More than 40 human rights groups have called on Amazon Web Services (AWS) to drop a contract with the US Department of Homeland Security.

AWS is set to host the Homeland Advanced Recognition Technology (HART) biometric database, a vast collection of fingerprints, iris scans, facial images, and other personal information on more than 270 million people, including children.

AWS logo
– Sebastian Moss

HART is primarily pitched at tracking legal and illegal immigrants in the US, but will also hold information on US citizens. Aggregating data from federal agencies, local and state police, and foreign governments, it will include data on people's relationships, religions, and travel patterns.

Under development since 2016, it is expected to initially hold 6.7 million iris scans and 1.1 billion face images. According to public procurement documents, HART plans to hold data for at least 75 years.

Given the concerns such a database raises, and the Department of Homeland Security's well-documented history of human rights abuses, more than 41 groups came together to protest AWS' involvement.
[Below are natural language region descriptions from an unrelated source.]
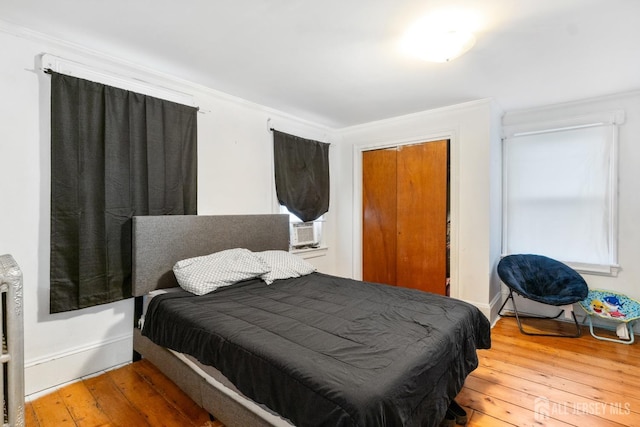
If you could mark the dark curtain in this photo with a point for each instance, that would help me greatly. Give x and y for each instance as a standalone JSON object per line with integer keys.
{"x": 114, "y": 154}
{"x": 302, "y": 175}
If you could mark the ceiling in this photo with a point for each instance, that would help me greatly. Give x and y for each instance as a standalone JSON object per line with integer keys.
{"x": 337, "y": 62}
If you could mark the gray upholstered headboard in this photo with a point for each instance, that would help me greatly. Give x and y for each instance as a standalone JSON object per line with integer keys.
{"x": 160, "y": 241}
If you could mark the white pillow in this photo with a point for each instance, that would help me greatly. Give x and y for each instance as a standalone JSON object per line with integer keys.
{"x": 204, "y": 274}
{"x": 284, "y": 265}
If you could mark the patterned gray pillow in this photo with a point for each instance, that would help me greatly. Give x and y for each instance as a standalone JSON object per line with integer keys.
{"x": 284, "y": 265}
{"x": 204, "y": 274}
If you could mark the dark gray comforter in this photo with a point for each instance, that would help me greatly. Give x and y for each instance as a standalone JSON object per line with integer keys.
{"x": 327, "y": 351}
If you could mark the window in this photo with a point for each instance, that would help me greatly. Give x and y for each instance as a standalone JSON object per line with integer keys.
{"x": 559, "y": 194}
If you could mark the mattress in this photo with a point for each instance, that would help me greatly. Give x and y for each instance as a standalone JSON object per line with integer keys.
{"x": 324, "y": 350}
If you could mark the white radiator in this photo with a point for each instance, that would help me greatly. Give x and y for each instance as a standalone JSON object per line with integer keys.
{"x": 12, "y": 357}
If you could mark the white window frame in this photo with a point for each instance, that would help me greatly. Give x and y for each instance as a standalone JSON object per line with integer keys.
{"x": 528, "y": 125}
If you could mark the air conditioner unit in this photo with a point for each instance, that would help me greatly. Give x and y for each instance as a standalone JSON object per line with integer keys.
{"x": 304, "y": 234}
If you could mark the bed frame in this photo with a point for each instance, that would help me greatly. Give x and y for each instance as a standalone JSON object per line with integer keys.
{"x": 158, "y": 243}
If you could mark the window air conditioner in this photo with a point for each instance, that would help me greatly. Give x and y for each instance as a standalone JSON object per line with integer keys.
{"x": 304, "y": 234}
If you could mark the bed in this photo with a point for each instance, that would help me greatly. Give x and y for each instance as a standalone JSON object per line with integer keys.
{"x": 310, "y": 350}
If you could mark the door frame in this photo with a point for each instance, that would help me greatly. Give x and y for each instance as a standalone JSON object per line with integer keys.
{"x": 454, "y": 192}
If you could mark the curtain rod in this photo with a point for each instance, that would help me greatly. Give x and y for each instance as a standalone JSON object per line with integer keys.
{"x": 134, "y": 81}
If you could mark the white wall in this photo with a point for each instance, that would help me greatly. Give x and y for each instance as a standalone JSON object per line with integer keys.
{"x": 628, "y": 277}
{"x": 235, "y": 175}
{"x": 475, "y": 191}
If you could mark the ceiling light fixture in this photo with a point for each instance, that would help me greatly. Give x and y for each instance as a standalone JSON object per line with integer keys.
{"x": 440, "y": 36}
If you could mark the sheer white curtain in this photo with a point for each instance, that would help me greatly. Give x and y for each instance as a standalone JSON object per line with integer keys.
{"x": 560, "y": 194}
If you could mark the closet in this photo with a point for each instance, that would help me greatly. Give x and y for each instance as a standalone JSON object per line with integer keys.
{"x": 405, "y": 200}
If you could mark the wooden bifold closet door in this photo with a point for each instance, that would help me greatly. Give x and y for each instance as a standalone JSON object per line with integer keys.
{"x": 405, "y": 193}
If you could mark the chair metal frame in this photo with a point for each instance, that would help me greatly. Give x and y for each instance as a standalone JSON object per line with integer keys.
{"x": 519, "y": 316}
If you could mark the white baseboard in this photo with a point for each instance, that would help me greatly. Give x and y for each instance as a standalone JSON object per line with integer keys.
{"x": 53, "y": 371}
{"x": 489, "y": 310}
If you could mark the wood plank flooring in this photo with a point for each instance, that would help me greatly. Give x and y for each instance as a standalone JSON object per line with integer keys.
{"x": 521, "y": 381}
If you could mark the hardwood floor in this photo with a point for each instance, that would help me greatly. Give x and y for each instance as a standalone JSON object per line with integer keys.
{"x": 135, "y": 395}
{"x": 521, "y": 381}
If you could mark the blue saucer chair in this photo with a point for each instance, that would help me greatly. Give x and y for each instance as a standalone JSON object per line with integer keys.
{"x": 544, "y": 280}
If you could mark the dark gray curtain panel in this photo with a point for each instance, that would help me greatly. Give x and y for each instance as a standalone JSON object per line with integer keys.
{"x": 302, "y": 175}
{"x": 114, "y": 154}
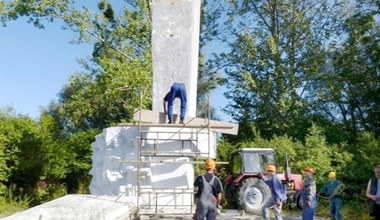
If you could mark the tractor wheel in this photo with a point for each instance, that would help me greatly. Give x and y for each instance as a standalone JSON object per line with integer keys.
{"x": 253, "y": 195}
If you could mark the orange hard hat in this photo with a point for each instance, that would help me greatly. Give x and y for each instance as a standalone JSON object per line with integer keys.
{"x": 210, "y": 164}
{"x": 271, "y": 168}
{"x": 309, "y": 169}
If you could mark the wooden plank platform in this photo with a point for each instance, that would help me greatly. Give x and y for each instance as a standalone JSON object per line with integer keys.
{"x": 158, "y": 119}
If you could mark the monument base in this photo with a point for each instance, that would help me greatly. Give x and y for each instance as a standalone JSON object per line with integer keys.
{"x": 79, "y": 207}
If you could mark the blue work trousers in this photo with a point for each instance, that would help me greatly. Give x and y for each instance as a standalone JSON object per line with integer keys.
{"x": 178, "y": 90}
{"x": 308, "y": 212}
{"x": 276, "y": 209}
{"x": 336, "y": 208}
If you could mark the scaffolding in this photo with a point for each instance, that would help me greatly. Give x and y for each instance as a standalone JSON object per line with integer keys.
{"x": 170, "y": 144}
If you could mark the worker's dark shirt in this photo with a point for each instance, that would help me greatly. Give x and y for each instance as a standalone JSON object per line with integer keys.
{"x": 216, "y": 187}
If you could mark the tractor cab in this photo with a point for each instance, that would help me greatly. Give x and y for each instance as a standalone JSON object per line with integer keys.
{"x": 245, "y": 188}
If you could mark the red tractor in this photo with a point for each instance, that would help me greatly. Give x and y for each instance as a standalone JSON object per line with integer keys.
{"x": 247, "y": 191}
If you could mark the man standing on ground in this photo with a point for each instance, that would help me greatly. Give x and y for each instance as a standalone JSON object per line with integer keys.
{"x": 333, "y": 190}
{"x": 177, "y": 90}
{"x": 209, "y": 193}
{"x": 308, "y": 194}
{"x": 373, "y": 193}
{"x": 278, "y": 193}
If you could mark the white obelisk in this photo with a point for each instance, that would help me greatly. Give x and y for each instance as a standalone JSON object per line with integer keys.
{"x": 175, "y": 46}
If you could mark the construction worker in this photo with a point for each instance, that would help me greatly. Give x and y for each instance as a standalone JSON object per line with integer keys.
{"x": 209, "y": 193}
{"x": 333, "y": 190}
{"x": 177, "y": 90}
{"x": 309, "y": 196}
{"x": 373, "y": 194}
{"x": 278, "y": 193}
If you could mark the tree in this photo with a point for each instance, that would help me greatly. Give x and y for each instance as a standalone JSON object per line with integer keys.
{"x": 274, "y": 51}
{"x": 352, "y": 83}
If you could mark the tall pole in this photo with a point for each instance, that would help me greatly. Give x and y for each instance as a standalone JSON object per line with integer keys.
{"x": 209, "y": 125}
{"x": 139, "y": 156}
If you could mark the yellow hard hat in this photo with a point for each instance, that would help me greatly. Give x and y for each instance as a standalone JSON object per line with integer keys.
{"x": 271, "y": 168}
{"x": 210, "y": 164}
{"x": 332, "y": 174}
{"x": 309, "y": 169}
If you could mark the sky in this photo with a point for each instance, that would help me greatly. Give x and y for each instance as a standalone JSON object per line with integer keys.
{"x": 36, "y": 63}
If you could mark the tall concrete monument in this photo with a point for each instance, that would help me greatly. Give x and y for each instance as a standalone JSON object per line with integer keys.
{"x": 150, "y": 167}
{"x": 175, "y": 49}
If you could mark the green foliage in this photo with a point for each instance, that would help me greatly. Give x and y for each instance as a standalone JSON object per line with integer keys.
{"x": 14, "y": 200}
{"x": 47, "y": 191}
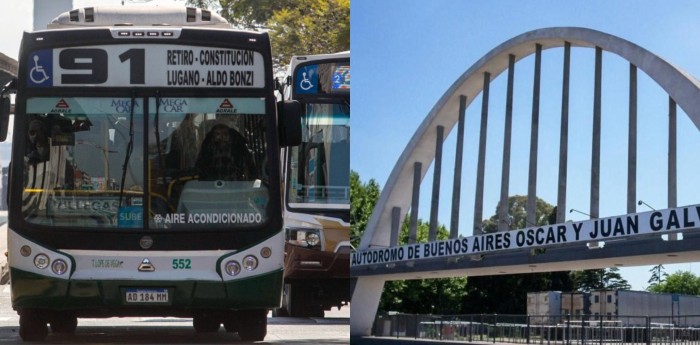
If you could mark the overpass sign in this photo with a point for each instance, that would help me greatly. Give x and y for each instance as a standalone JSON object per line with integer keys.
{"x": 635, "y": 225}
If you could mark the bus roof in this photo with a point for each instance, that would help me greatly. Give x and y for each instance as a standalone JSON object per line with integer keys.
{"x": 138, "y": 16}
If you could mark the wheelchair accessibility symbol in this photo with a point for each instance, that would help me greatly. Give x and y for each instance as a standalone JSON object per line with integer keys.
{"x": 307, "y": 79}
{"x": 37, "y": 74}
{"x": 305, "y": 83}
{"x": 40, "y": 68}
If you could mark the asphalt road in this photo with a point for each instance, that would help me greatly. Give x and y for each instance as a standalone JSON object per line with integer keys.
{"x": 333, "y": 329}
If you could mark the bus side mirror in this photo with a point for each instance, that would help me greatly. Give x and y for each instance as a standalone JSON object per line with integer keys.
{"x": 5, "y": 108}
{"x": 289, "y": 121}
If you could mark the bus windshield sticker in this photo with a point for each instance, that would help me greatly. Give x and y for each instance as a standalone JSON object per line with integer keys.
{"x": 180, "y": 105}
{"x": 80, "y": 106}
{"x": 130, "y": 217}
{"x": 125, "y": 66}
{"x": 307, "y": 79}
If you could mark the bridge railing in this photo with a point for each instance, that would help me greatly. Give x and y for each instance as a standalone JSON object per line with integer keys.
{"x": 549, "y": 329}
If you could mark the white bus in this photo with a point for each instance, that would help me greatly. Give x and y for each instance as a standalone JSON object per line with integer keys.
{"x": 317, "y": 187}
{"x": 144, "y": 176}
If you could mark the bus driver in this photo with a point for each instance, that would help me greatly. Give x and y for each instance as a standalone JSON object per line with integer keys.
{"x": 225, "y": 156}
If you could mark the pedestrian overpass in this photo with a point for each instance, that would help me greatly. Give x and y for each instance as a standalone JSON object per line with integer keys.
{"x": 630, "y": 239}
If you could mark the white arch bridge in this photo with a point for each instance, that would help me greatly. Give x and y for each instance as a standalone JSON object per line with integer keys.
{"x": 631, "y": 239}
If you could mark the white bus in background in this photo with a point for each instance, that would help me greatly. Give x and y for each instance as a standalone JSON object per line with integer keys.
{"x": 317, "y": 187}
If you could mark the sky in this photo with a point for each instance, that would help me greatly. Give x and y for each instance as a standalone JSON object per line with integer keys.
{"x": 407, "y": 53}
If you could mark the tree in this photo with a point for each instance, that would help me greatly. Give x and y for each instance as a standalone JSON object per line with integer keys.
{"x": 599, "y": 279}
{"x": 363, "y": 197}
{"x": 682, "y": 282}
{"x": 486, "y": 294}
{"x": 296, "y": 27}
{"x": 657, "y": 276}
{"x": 406, "y": 296}
{"x": 435, "y": 296}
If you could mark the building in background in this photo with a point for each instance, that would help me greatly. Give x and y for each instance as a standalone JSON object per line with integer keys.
{"x": 626, "y": 307}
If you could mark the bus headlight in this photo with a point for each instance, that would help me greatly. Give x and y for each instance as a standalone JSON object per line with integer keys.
{"x": 304, "y": 237}
{"x": 250, "y": 262}
{"x": 41, "y": 261}
{"x": 59, "y": 267}
{"x": 233, "y": 268}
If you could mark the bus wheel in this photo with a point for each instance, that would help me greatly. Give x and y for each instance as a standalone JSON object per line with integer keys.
{"x": 32, "y": 325}
{"x": 206, "y": 323}
{"x": 298, "y": 301}
{"x": 252, "y": 325}
{"x": 64, "y": 324}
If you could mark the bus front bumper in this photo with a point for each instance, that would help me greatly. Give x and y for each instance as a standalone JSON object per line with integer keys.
{"x": 106, "y": 298}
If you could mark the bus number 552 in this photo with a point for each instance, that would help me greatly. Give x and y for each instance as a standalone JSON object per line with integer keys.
{"x": 182, "y": 264}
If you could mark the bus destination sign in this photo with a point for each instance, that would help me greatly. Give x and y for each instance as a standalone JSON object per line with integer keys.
{"x": 126, "y": 65}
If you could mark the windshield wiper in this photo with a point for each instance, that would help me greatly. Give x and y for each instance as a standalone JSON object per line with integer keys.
{"x": 129, "y": 148}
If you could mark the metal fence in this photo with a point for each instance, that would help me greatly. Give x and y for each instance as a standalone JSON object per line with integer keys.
{"x": 559, "y": 329}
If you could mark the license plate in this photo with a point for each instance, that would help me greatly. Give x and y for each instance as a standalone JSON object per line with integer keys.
{"x": 149, "y": 296}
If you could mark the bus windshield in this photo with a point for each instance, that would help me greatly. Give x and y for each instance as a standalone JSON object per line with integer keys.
{"x": 319, "y": 169}
{"x": 93, "y": 162}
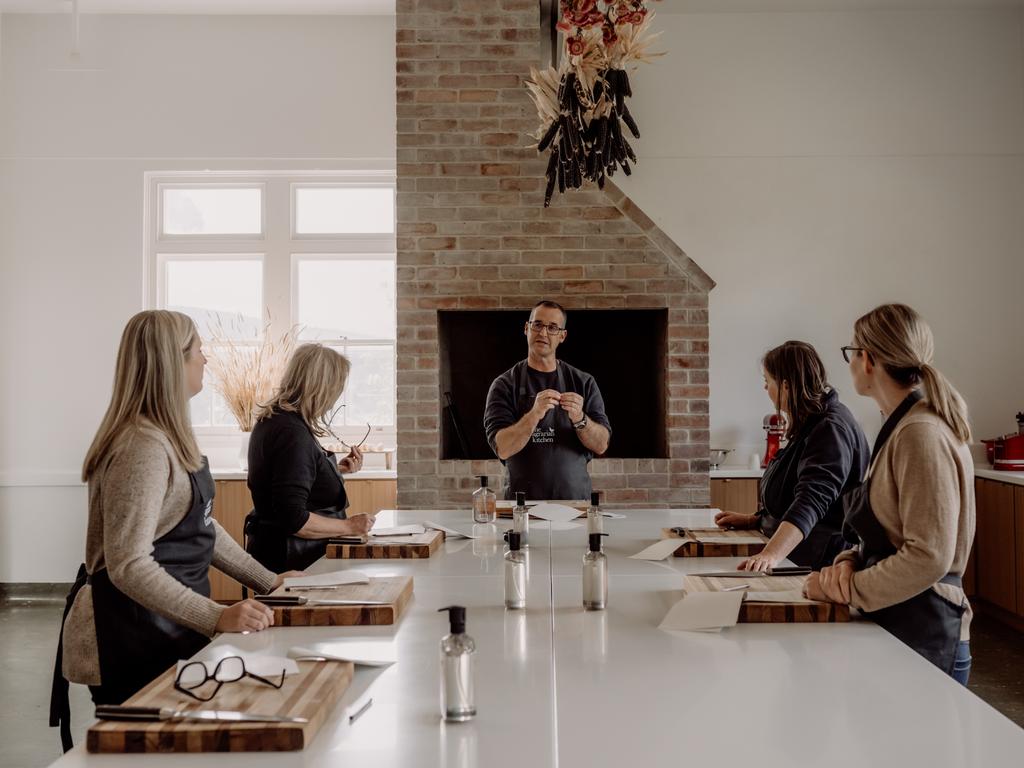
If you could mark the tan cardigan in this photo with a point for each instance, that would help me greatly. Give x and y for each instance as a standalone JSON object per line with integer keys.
{"x": 136, "y": 498}
{"x": 923, "y": 494}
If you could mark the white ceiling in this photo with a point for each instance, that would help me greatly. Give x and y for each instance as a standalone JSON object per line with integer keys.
{"x": 386, "y": 7}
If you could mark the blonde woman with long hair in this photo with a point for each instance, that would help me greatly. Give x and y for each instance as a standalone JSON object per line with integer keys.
{"x": 914, "y": 513}
{"x": 299, "y": 498}
{"x": 141, "y": 600}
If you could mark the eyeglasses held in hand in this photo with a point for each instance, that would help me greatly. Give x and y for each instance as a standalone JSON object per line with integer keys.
{"x": 847, "y": 350}
{"x": 551, "y": 328}
{"x": 228, "y": 670}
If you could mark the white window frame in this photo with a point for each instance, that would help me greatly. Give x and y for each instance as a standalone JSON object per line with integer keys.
{"x": 279, "y": 247}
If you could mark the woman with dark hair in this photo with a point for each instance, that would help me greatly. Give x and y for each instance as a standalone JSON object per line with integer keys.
{"x": 825, "y": 456}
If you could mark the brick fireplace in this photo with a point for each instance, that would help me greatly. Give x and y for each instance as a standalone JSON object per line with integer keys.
{"x": 473, "y": 235}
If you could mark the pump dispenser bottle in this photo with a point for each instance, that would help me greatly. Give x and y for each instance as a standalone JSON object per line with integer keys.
{"x": 484, "y": 504}
{"x": 595, "y": 576}
{"x": 520, "y": 518}
{"x": 515, "y": 573}
{"x": 458, "y": 656}
{"x": 595, "y": 522}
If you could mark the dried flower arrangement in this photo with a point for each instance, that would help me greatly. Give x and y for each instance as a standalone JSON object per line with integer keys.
{"x": 582, "y": 104}
{"x": 247, "y": 374}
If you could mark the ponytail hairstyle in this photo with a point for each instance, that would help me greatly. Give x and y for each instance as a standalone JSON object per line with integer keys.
{"x": 313, "y": 381}
{"x": 799, "y": 365}
{"x": 150, "y": 384}
{"x": 900, "y": 341}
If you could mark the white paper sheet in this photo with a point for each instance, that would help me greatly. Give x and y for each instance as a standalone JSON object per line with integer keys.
{"x": 785, "y": 596}
{"x": 397, "y": 530}
{"x": 702, "y": 611}
{"x": 553, "y": 525}
{"x": 658, "y": 550}
{"x": 331, "y": 579}
{"x": 258, "y": 664}
{"x": 449, "y": 532}
{"x": 554, "y": 512}
{"x": 358, "y": 652}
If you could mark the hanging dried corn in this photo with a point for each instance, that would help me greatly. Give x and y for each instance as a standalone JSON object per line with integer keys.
{"x": 582, "y": 104}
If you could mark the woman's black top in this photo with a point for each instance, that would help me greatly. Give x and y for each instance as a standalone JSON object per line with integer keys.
{"x": 290, "y": 476}
{"x": 804, "y": 483}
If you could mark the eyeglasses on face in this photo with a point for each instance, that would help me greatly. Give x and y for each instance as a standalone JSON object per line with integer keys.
{"x": 195, "y": 675}
{"x": 551, "y": 328}
{"x": 848, "y": 349}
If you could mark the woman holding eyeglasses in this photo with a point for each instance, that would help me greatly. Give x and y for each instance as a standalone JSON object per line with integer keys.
{"x": 299, "y": 498}
{"x": 914, "y": 514}
{"x": 825, "y": 456}
{"x": 141, "y": 599}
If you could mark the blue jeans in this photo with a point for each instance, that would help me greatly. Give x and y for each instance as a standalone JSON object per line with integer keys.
{"x": 962, "y": 664}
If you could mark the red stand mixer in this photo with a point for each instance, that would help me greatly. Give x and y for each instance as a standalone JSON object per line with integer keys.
{"x": 1007, "y": 453}
{"x": 774, "y": 426}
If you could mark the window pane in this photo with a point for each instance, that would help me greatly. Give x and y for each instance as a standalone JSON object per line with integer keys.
{"x": 212, "y": 211}
{"x": 351, "y": 299}
{"x": 370, "y": 391}
{"x": 344, "y": 210}
{"x": 223, "y": 297}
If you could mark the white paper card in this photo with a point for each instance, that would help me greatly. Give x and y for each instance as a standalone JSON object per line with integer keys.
{"x": 785, "y": 596}
{"x": 658, "y": 550}
{"x": 450, "y": 532}
{"x": 398, "y": 530}
{"x": 258, "y": 664}
{"x": 555, "y": 512}
{"x": 363, "y": 653}
{"x": 700, "y": 611}
{"x": 331, "y": 579}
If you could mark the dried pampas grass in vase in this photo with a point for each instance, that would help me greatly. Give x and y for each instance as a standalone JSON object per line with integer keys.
{"x": 247, "y": 373}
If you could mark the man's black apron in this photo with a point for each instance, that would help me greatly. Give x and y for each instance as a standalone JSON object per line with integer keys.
{"x": 280, "y": 550}
{"x": 136, "y": 644}
{"x": 553, "y": 463}
{"x": 928, "y": 623}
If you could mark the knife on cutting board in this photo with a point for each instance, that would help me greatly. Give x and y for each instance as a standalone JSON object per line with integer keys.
{"x": 284, "y": 601}
{"x": 158, "y": 714}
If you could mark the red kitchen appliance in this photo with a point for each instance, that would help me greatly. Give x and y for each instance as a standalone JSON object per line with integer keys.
{"x": 774, "y": 426}
{"x": 1007, "y": 453}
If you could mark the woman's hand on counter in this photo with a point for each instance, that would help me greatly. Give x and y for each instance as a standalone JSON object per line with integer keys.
{"x": 728, "y": 519}
{"x": 247, "y": 615}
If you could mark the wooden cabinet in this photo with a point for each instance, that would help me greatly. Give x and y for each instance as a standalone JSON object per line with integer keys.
{"x": 233, "y": 502}
{"x": 735, "y": 494}
{"x": 995, "y": 542}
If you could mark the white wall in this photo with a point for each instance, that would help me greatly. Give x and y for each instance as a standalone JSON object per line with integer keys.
{"x": 147, "y": 93}
{"x": 819, "y": 164}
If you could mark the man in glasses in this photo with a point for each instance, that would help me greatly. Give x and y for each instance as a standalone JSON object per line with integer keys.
{"x": 544, "y": 418}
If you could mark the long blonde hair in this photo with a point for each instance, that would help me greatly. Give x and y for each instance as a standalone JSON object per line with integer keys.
{"x": 150, "y": 383}
{"x": 313, "y": 381}
{"x": 899, "y": 340}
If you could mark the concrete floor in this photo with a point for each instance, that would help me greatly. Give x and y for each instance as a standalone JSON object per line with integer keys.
{"x": 30, "y": 633}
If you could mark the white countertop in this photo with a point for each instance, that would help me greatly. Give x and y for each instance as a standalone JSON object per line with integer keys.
{"x": 557, "y": 686}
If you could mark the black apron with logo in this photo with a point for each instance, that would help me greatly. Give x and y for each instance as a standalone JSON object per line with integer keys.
{"x": 279, "y": 550}
{"x": 136, "y": 644}
{"x": 928, "y": 622}
{"x": 553, "y": 463}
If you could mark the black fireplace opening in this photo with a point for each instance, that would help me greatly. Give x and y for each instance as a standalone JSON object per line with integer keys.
{"x": 624, "y": 349}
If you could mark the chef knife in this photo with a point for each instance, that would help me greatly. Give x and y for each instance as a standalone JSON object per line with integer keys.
{"x": 158, "y": 714}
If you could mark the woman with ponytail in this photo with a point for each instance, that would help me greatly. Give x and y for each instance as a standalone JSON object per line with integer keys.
{"x": 913, "y": 515}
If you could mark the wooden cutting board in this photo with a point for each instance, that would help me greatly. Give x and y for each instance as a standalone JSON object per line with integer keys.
{"x": 770, "y": 612}
{"x": 698, "y": 549}
{"x": 309, "y": 694}
{"x": 415, "y": 547}
{"x": 395, "y": 590}
{"x": 505, "y": 507}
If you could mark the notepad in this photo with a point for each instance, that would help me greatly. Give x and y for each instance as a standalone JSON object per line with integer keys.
{"x": 704, "y": 611}
{"x": 658, "y": 550}
{"x": 331, "y": 579}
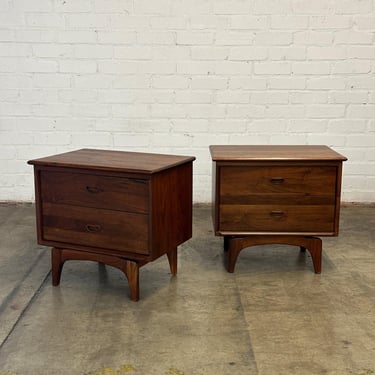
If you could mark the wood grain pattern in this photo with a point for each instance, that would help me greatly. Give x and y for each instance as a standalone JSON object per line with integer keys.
{"x": 123, "y": 209}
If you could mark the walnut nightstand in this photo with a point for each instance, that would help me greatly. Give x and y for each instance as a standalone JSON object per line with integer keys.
{"x": 276, "y": 195}
{"x": 123, "y": 209}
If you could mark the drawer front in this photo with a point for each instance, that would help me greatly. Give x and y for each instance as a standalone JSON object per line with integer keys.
{"x": 122, "y": 231}
{"x": 255, "y": 185}
{"x": 280, "y": 218}
{"x": 114, "y": 193}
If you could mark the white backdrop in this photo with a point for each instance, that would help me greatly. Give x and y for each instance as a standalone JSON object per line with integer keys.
{"x": 174, "y": 76}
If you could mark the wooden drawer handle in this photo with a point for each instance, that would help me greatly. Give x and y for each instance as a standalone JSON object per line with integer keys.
{"x": 93, "y": 189}
{"x": 277, "y": 213}
{"x": 277, "y": 180}
{"x": 93, "y": 228}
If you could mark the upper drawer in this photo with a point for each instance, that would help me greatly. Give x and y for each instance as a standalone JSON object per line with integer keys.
{"x": 244, "y": 182}
{"x": 107, "y": 229}
{"x": 78, "y": 189}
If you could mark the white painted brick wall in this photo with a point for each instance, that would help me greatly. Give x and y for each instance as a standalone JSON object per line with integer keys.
{"x": 178, "y": 75}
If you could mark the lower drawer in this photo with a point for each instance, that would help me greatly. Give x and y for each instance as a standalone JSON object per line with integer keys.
{"x": 284, "y": 219}
{"x": 122, "y": 231}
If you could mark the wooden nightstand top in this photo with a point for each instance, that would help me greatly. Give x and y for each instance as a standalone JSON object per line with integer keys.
{"x": 269, "y": 152}
{"x": 114, "y": 161}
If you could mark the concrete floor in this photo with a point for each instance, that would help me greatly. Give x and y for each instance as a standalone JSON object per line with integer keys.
{"x": 272, "y": 316}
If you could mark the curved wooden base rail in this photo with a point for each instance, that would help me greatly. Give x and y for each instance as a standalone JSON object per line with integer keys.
{"x": 129, "y": 267}
{"x": 234, "y": 245}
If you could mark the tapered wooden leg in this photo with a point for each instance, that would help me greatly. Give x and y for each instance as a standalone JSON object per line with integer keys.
{"x": 315, "y": 249}
{"x": 226, "y": 243}
{"x": 131, "y": 270}
{"x": 312, "y": 244}
{"x": 172, "y": 258}
{"x": 57, "y": 264}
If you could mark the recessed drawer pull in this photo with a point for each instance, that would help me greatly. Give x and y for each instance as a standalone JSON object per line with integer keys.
{"x": 93, "y": 189}
{"x": 277, "y": 180}
{"x": 277, "y": 213}
{"x": 93, "y": 228}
In a public letter signed by Access Now, Mijente, Electronic Privacy Information Center, and others, the groups said that "AWS is directly facilitating the creation of an invasive biometrics database that will supercharge surveillance and deportation, risking human rights violations.”

The letter to AWS CEO Adam Selipsky notes that the technology could be used for racially profiling individuals, as ICE's 'EDDIE' app is accused of being used for along the US-Mexico border.

The groups also note that the DHS admits it “cannot ensure accuracy” and quality of the data in HART, because the data is added by third parties, including foreign governments and companies like LexisNexis and Clearview AI.

The letter asks if AWS has performed a human rights due diligence report, whether it has taken any steps to mitigate the human rights risks of hosting sensitive biometric data, and if there are any provisions on human rights obligations.

Amazon already hosts other DHS programs, as well as the Palantir-designed Investigative Case Management system used by ICE to track and target people for deportation. Last month, the company was re-awarded a $10 billion contract to host the National Security Agency. It has hosted the CIA since 2013.